The geographic information system (GIS) layer representing these LUAs was originally delineated during the analysis for the NWFP (USDA and USDI 1994). The LUA GIS layer is updated every 5 years as part of the monitoring reporting cycle.

Update Summary Description
20-year The 2013 update mainly involved addition of congressionally reserved allocations (364,000 ac) as a result of a few new wilderness designations since the 15-year report. Other updates included land exchanges and acquisitions as well as minor editing to correct errors and clean up map features. About 71,000 ac remain without assigned allocations, which are attributed as “no data” (ND). Overall, there was a slight increase in federal lands (1.5 percent) with a 0.4 percent increase in reserved land use allocations.
15-year The LUA map layer and Plan boundaries were slightly modified since publication of the 10-year report to correct minor errors and incorporate changes in LUA and federal land boundaries. This involved acquiring and assimilating the most up-to-date ownership layers from a wide variety of land owners within the NWFP area. Effort was made to resolve slivers and gaps that existed between adjacent ownerships, often relying on Digital Raster Graphics (DRGs) of 1:24,000 scale USGS quadrangles to determine boundary locations. The difference in total area between the 10-year report and the 15-year report is about 1 percent.

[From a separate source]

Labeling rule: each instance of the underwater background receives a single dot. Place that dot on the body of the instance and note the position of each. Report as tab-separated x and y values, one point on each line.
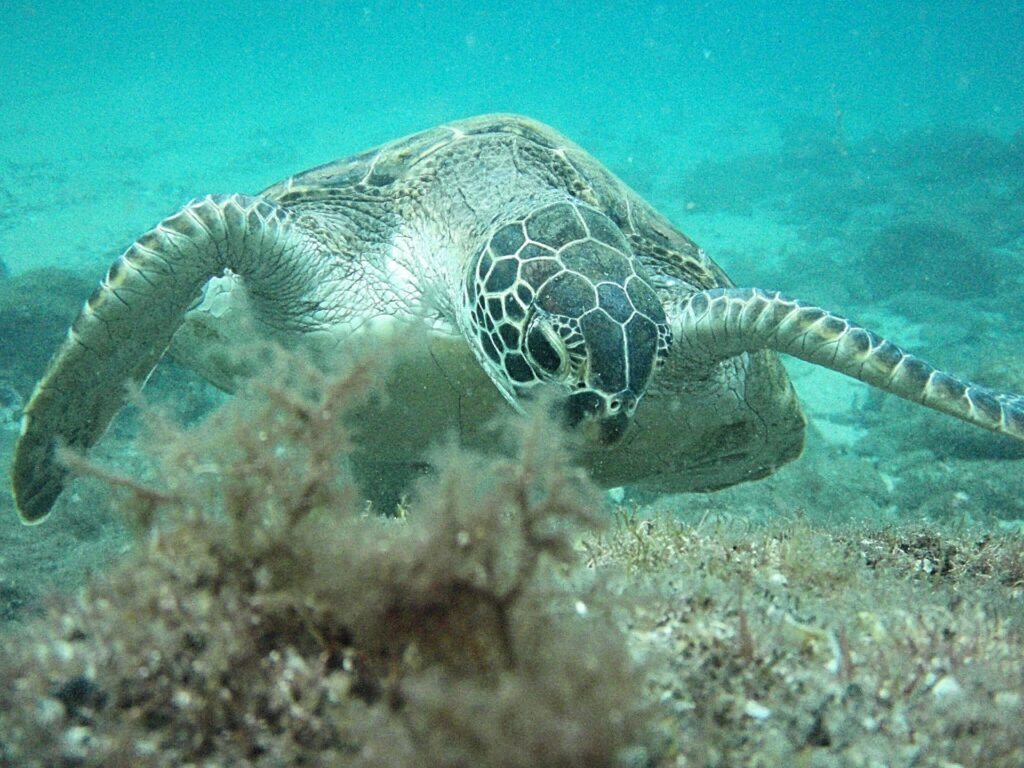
865	157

10-year A 2002 update to the original NWFP LUA map involved the following: 1) provided better boundaries for these allocations based on subsequent work by individual forests, 2) adjusted incorrect interpretations of NWFP direction presented in earlier maps, and 3) updated the map for any changes in land allocation decisions that have occurred subsequent to the Record of Decision.
Original The original NWFP LUA GIS layer was developed from Option 9 of the Forest Ecosystem Management Assessment Team (FEMAT 1993).

GIS layers and print maps can be found in the data library.